The air crash figures were included in IATA's Safety Report 2020 which found the number of accidents fell as passenger demand plunged by 77 per cent due to Covid-19 but the accident rate increased slightly.
In 2020, the accident rate increased to 1.71 per million sectors from 1.11 in 2019 and the industry's fatality risk increased from 0.09 in 2019 to 0.13 last year.
The industry has been ravaged by Covid-19 and just over 22 million flights were operated last year, which is about the same number as were flown in the 1990s.
Commercial flights tracked worldwide fell about 53 per cent.
In 2020, there were 38 accidents versus 52 in 2019. The number of fatal accidents decreased from eight accidents in 2019 to five in 2020. The number of fatalities fell from 240 in 2019 to 132 in 2020. The fatalities came mainly from two crashes.

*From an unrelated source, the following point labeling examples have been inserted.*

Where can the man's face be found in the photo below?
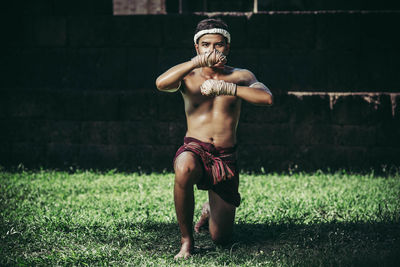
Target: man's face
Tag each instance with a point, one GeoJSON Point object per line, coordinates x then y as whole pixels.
{"type": "Point", "coordinates": [209, 42]}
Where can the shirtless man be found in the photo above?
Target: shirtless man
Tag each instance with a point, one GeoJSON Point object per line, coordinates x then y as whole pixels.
{"type": "Point", "coordinates": [212, 94]}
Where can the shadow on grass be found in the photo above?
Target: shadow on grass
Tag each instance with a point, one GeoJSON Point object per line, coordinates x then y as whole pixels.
{"type": "Point", "coordinates": [359, 244]}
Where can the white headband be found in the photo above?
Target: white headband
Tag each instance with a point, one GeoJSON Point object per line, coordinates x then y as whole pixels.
{"type": "Point", "coordinates": [223, 32]}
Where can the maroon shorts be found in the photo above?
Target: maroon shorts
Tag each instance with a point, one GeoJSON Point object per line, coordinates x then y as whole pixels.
{"type": "Point", "coordinates": [227, 189]}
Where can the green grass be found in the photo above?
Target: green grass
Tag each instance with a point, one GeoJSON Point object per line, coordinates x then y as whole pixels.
{"type": "Point", "coordinates": [89, 218]}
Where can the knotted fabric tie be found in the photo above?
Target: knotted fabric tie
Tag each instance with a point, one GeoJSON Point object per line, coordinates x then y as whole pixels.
{"type": "Point", "coordinates": [219, 169]}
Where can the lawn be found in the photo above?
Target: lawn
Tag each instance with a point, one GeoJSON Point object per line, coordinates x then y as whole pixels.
{"type": "Point", "coordinates": [304, 219]}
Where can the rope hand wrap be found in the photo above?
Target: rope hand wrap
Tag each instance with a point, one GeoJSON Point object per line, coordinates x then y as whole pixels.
{"type": "Point", "coordinates": [219, 169]}
{"type": "Point", "coordinates": [218, 87]}
{"type": "Point", "coordinates": [209, 59]}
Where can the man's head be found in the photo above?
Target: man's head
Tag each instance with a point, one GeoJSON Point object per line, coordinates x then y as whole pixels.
{"type": "Point", "coordinates": [212, 34]}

In May, a Pakistan International Airlines aircraft crashed in a residential area near the Karachi Airport killing 97 people, including one on the ground, and in August an Air India Express aircraft overshot a runway at Kozhikode and 21 died.
The figures don't include unlawful acts so excludes the shooting down last January of a Ukraine International Airlines by Iran's Revolutionary Guards shortly after it took off from Tehran Airport.
Captain Rubén Morales, chair of associations classification technical group, said 2020 had been an unprecedented year and the safety statistics had been distorted.
"When we look at the contributing factors present in 2020 accidents, manual handling is at top of the contributing factors associated with flight crew errors."
Other areas of concern are deficient safety management systems, regulatory oversight, and selection systems, all of them latent conditions present in the system before the accident happened.
"These latent conditions have been present consistently year after year, highlighting the need for improvement in these areas."
He said the scale-up of operations during aviation's recovery posed a risk.
"There will be a big challenge ahead to reactivate thousands of grounded aircraft, managing the qualifications and readiness of millions of licensed personnel and dealing with a major drain of experienced workers."
Over the last decade, the industry continued its 10-year trend of declining fatal accident rates and fatality risk. In 2011, there were 22 fatal accidents that resulted in 492 fatalities. Over the past five years, there have been an average of eight fatal accidents per year for commercial aircraft (passengers and cargo) resulting in 222 fatalities annually.
In 2017, aviation had its safest year on record with only 19 deaths and no fatal passenger jet accidents.